The administration is moving ahead with a campaign promise to open city-backed supermarkets, pitching them as a way to lower food prices for residents. The plan aims to place markets in neighborhoods deemed underserved, but critics say the city is stepping into a role best left to the private sector. From a conservative viewpoint, taxpayer-backed competition for private businesses feels like a policy mistake rather than a solution.

Adam Lehodey of the Manhattan Institute argues the city could tackle food affordability more effectively through partnerships and existing assistance programs instead of running stores itself. He warned the effort could be inefficient and distracting from better approaches. “I think really it’s a distraction and a pretty wasteful distraction,” Lehodey told Fox News Digital.

The mayor’s office says the first store will open in 2027 in Hunts Point as part of a broader redevelopment at the former Spofford Juvenile Detention Facility. The redevelopment includes hundreds of affordable housing units, public open space, light industrial space, and community facilities alongside a 20,000-square-foot grocery market intended to serve the South Bronx. Supporters frame the market as part of a larger neighborhood investment, but opponents see a subsidized competitor arriving on valuable public land.

Lehodey also cautioned that public backing gives city-run markets an unfair edge over small grocers that operate without subsidy. “Yeah, the prices might be a little bit cheaper, but that comes at the cost of other businesses running sustainable operations,” he said. He added that subsidizing these projects risks sacrificing public land and revenue that could go toward other priorities. “That land does have value,” Lehodey said. “By giving it out for free, the taxpayer again is losing money, and we’re losing revenue that could have been spent on other things.”

A second location is planned next year at La Marqueta in East Harlem, with the city budgeting roughly $30 million to build that market. Critics point out the neighborhood already has a dense set of grocery options within easy transit reach, including full-service chains and small markets. The argument is simple: if choice and access already exist, taxpayer dollars should not be used to undercut private vendors and disrupt local economies.

Local store owners worry a city-run market will pull away customers and tighten already thin profit margins for neighborhood grocers. “Of course it will affect this store,” said Sarah Kang, manager at a CTown Supermarkets location about a 35-minute walk south, or one subway stop, from La Marqueta. “A lot of people walk 20 to 30 minutes to get here,” she explained to Fox News Digital. “If they find a cheaper supermarket, I don’t think they’ll be willing to make that trip. It’s going to affect small grocery stores. Definitely.”

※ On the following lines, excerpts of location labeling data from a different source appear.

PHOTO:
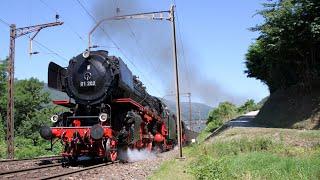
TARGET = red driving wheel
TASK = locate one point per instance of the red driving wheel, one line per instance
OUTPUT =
(113, 155)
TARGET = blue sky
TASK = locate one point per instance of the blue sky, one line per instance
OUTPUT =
(214, 36)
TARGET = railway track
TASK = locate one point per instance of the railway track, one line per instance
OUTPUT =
(30, 159)
(42, 168)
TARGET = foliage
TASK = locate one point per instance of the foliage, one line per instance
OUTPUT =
(287, 50)
(2, 133)
(29, 127)
(207, 168)
(29, 100)
(257, 157)
(24, 148)
(248, 106)
(225, 111)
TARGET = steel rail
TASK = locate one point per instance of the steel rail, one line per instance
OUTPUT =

Other managers suggested the impact will vary by distance and customer patterns. “I hope it doesn’t impact us,” Joel Martinez, a manager at a supermarket near 128th Street and Frederick Douglass Boulevard, told Fox News Digital. “The store will be a little far from us, so that’s good. But it will affect smaller businesses that are closer.” These reactions underscore the real-world pressure independent grocers feel when a publicly supported alternative arrives in the same neighborhood.

Bodegas and mom-and-pop markets are woven into the fabric of New York neighborhoods and often act as primary food sources for nearby residents. Similar experiments with government-run grocery outlets have surfaced in other cities, with mixed reviews from local business owners and analysts. The debate centers on whether public markets fill true gaps in access or simply introduce taxpayer-subsidized competition where private options already exist.